Grand Prix Americas makes $74,000 payment to city
By Susan Stabley
The owners of the canceled Grand Prix Americas downtown auto race made a payment this week against a $1.77 million debt to the City of Miami's sports authority.
The Miami Sports and Exhibition Authority was ready Monday to send a letter to Championship Auto Racing Teams demanding payment of the full amount of the loan plus fees. But a check for $74,000 arrived from the company that afternoon, said Ferey Kian, the authority's director of finance.
The payment - an installment on a $2 million loan made in 2002 to Grand Prix promoter Raceworks - was due Jan. 31.
Raceworks was acquired by Championship Auto Racing Teams, which recently sent subsidiary company CART Inc. into bankruptcy protection and canceled its schedule of US races, including the Miami Grand Prix, which was run downtown in the past two years.
The city received guarantees from Championship Auto Racing Teams and former Raceworks owners Willy A. Bermello, a Miami architect and developer, and Peter Yanowitch, a Miami attorney, to secure the loan. Mr. Bermello's guarantee is limited to 33.3 % and Mr. Yanowitch's 63.7 %, according to the sports authority and the city attorney's office.
CART's filing for Chapter 11 bankruptcy reorganization doesn't necessarily mean the company has defaulted on its loan, said City Attorney Alex Vilarello.
But Mr. Kian said the sports authority may push for a payment for the $1.7 million balance of the loan.
Championship Auto Racing Teams owes other money to the city and Bayfront Park Management Trust as part of its revocable license agreement. After each race, Championship Auto Racing Teams is obligated to pay the city and the trust $50,000 each and a $1 surcharge for each ticket sold. Local officials say they still do not know how many tickets were sold for race in September, and officials at Championship Auto Racing Teams could not be reached. The use fee was due Oct. 28 and the ticket fee should have been paid by Nov. 28, according to the city.
After a plea from the race's local organizer, Grand Prix President Chuck Martinez, to the Miami City Commission in September, officials cut the use fee to $30,000. That amount has not been paid, according to Mr. Kian.

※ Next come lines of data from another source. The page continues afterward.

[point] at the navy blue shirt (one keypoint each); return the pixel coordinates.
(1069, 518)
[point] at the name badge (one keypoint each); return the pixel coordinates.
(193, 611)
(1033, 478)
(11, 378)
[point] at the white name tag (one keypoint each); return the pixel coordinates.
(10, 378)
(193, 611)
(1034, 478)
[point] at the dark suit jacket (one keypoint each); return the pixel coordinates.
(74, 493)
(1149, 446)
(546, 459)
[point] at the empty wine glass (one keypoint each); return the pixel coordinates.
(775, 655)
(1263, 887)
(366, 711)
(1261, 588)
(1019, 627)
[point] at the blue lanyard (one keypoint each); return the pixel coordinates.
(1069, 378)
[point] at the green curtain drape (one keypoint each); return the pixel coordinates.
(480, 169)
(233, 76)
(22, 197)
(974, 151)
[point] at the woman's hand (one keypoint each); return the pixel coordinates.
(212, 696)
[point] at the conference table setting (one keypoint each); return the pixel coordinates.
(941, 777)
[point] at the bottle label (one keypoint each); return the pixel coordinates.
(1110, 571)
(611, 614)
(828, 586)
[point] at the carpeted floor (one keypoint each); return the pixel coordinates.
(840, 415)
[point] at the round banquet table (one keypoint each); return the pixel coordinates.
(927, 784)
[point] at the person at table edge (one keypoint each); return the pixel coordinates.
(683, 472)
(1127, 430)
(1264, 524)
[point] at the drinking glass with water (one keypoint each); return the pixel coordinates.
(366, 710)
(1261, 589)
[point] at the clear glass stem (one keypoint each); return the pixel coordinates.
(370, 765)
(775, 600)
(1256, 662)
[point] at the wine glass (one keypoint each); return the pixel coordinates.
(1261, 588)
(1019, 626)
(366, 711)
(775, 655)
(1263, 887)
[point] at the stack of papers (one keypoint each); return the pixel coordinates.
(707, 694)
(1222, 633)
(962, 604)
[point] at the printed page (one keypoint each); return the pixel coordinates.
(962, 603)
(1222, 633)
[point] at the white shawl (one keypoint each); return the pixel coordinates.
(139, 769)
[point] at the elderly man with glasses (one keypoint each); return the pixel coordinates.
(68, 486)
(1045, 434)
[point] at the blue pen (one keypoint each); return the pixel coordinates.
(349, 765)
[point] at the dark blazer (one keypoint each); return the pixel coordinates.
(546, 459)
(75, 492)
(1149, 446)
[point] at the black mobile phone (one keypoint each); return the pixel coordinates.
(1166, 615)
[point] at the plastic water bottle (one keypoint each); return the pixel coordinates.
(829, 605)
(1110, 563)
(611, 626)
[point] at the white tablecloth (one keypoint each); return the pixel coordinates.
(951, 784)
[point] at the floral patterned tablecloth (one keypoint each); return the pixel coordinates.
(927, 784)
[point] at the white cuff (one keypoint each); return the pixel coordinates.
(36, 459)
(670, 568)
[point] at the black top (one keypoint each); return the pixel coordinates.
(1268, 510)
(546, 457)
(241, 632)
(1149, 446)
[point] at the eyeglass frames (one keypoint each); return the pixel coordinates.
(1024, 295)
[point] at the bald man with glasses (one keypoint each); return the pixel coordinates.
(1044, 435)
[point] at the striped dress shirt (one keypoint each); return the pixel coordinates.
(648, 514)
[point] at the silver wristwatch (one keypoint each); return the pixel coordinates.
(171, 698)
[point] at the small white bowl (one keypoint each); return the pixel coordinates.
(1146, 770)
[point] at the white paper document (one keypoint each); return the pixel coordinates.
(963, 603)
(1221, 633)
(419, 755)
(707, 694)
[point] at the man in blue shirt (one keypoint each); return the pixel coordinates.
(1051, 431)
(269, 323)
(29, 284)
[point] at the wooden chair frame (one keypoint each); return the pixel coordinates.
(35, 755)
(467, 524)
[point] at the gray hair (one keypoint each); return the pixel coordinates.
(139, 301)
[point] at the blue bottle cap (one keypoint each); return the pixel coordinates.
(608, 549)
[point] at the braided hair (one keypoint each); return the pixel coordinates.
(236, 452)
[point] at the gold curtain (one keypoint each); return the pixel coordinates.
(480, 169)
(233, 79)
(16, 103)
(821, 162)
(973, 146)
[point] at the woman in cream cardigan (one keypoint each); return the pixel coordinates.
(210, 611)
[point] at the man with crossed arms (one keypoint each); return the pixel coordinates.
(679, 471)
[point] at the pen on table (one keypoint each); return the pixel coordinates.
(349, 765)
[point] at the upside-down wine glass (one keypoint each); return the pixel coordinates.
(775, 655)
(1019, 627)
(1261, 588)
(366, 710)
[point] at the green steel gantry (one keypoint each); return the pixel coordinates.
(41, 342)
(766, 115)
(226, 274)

Another $279,552 is owed to the Miami Parking Authority's Department of Off-Street Parking, according to the city attorney's office.
The park trust sent a letter to Championship Auto Racing Teams on Jan. 7 demanding payment, said Executive Director Timothy Schmand. Race organizers never finished cleaning up after the three-day event and left $6,000 in damage - such as broken railings and cracked pavement, he said. He said promoters also owe the trust $13,000 for preparations.
Missing a payment to the city constitutes default of the loan, according to the city attorney's office, as does the owner's failure to submit financial statements. The city also has the right to declare default if stockholders' equity in Championship Auto Racing Teams falls to less than $75 million, according to the city attorney's office.
The sale of Raceworks also may have triggered the sports authority's right to accelerate loan payments, Mr. Kian said. He said the sale means Championship Auto Racing Teams owes a change-of-control fee - 7.5% of net sales - to the authority.
Mr. Kian said, "They have been tap-dancing around that issue."